If only probabilities `pk` are given, the Shannon entropy is calculated as
``H = -sum(pk * log(pk))``.

If `qk` is not None, then compute the relative entropy
``D = sum(pk * log(pk / qk))``. This quantity is also known
as the Kullback-Leibler divergence.

This routine will normalize `pk` and `qk` if they don't sum to 1.

Parameters
----------
pk : array_like
    Defines the (discrete) distribution. Along each axis-slice of ``pk``,
    element ``i`` is the  (possibly unnormalized) probability of event
    ``i``.
qk : array_like, optional
    Sequence against which the relative entropy is computed. Should be in
    the same format as `pk`.
base : float, optional
    The logarithmic base to use, defaults to ``e`` (natural logarithm).
axis : int, optional
    The axis along which the entropy is calculated. Default is 0.

Returns
-------
S : {float, array_like}
    The calculated entropy.

Notes
-----
Informally, the Shannon entropy quantifies the expected uncertainty
inherent in the possible outcomes of a discrete random variable.
For example,
if messages consisting of sequences of symbols from a set are to be
encoded and transmitted over a noiseless channel, then the Shannon entropy
``H(pk)`` gives a tight lower bound for the average number of units of
information needed per symbol if the symbols occur with frequencies
governed by the discrete distribution `pk` [1]_. The choice of base
determines the choice of units; e.g., ``e`` for nats, ``2`` for bits, etc.

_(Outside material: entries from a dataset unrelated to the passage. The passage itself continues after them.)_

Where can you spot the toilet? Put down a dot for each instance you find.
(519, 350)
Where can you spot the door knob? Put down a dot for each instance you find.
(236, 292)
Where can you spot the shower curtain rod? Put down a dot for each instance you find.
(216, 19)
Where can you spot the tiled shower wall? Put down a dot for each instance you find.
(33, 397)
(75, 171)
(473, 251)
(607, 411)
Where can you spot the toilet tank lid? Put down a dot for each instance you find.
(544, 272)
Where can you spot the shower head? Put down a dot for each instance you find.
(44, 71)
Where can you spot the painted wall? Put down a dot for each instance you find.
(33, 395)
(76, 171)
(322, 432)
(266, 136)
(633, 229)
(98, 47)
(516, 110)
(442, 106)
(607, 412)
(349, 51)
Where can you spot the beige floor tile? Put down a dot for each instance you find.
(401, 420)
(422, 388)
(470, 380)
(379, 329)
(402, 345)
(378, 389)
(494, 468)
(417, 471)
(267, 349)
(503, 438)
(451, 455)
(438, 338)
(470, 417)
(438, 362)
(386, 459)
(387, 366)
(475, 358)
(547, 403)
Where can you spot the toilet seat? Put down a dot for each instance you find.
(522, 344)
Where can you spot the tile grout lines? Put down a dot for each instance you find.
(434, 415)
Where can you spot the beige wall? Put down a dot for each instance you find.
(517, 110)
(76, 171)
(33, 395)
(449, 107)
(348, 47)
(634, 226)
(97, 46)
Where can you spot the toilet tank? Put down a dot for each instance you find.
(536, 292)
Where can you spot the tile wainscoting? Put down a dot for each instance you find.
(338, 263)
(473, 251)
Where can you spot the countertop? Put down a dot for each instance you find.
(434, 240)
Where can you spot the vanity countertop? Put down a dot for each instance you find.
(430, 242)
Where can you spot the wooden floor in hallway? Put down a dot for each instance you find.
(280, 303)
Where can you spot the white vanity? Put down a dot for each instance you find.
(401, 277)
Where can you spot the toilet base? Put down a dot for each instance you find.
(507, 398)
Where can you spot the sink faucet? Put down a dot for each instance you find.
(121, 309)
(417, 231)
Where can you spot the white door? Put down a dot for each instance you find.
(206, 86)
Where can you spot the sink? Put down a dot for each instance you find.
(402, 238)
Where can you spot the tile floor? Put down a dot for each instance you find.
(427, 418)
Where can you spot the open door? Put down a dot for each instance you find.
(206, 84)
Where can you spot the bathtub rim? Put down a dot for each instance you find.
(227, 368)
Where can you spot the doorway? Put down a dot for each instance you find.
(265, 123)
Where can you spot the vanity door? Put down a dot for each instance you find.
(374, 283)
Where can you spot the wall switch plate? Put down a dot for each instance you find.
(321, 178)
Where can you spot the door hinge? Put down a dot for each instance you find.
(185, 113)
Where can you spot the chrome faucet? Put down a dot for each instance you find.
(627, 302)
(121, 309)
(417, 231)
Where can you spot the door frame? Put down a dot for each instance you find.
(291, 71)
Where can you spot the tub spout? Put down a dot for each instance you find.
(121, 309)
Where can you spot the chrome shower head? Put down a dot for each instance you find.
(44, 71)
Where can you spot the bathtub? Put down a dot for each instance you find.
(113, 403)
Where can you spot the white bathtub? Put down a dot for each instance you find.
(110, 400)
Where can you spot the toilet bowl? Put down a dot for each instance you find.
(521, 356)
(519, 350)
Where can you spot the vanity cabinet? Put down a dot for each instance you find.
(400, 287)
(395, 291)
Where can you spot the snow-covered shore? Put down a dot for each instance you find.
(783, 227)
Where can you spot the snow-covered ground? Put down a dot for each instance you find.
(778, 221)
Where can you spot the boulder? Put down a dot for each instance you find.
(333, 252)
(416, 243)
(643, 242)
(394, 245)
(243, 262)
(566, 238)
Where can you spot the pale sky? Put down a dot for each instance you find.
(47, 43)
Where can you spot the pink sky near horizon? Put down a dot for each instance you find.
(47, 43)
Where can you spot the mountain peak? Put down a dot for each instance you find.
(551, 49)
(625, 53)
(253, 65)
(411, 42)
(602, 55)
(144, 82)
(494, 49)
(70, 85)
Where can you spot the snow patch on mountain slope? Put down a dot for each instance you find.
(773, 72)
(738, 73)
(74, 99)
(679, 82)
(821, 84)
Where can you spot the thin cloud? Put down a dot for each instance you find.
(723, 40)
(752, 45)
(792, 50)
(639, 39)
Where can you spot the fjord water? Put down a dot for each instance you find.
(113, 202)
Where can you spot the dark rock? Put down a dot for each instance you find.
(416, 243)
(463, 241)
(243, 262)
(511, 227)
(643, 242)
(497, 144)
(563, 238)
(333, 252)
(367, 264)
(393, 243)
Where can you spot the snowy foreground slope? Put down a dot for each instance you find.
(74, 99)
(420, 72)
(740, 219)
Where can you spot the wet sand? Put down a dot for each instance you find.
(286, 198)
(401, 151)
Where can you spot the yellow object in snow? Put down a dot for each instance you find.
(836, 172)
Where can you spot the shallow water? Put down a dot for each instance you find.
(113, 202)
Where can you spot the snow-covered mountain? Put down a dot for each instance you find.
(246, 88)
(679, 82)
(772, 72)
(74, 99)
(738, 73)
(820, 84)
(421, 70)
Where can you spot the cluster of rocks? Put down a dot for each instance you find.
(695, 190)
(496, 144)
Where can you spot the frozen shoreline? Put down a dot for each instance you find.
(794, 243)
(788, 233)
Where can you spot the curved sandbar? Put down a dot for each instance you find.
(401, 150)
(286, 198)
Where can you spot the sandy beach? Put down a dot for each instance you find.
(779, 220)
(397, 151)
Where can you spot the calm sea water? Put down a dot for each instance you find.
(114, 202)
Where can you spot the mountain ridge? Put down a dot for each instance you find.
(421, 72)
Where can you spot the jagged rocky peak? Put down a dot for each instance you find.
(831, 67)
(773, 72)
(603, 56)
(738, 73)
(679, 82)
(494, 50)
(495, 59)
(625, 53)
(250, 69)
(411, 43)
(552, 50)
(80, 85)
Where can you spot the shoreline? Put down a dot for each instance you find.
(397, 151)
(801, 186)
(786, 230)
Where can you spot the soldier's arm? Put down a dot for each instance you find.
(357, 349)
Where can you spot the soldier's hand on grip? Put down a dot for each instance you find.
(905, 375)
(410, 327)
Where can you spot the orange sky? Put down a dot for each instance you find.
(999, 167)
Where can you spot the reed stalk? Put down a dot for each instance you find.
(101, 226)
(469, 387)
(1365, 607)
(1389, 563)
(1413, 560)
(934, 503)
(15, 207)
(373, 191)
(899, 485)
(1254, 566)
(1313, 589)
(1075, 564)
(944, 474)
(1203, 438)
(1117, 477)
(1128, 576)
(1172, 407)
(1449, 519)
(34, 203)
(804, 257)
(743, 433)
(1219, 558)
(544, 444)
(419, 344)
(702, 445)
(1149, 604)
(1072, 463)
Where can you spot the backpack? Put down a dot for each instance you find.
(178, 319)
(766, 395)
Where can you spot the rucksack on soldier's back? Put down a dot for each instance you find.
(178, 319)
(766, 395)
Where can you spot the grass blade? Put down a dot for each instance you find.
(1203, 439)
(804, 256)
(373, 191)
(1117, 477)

The relative entropy, ``D(pk|qk)``, quantifies the increase in the average
number of units of information needed per symbol if the encoding is
optimized for the probability distribution `qk` instead of the true
distribution `pk`. Informally, the relative entropy quantifies the expected
excess in surprise experienced if one believes the true distribution is
`qk` when it is actually `pk`.

A related quantity, the cross entropy ``CE(pk, qk)``, satisfies the
equation ``CE(pk, qk) = H(pk) + D(pk|qk)`` and can also be calculated with
the formula ``CE = -sum(pk * log(qk))``. It gives the average
number of units of information needed per symbol if an encoding is
optimized for the probability distribution `qk` when the true distribution
is `pk`. It is not computed directly by `entropy`, but it can be computed
using two calls to the function (see Examples).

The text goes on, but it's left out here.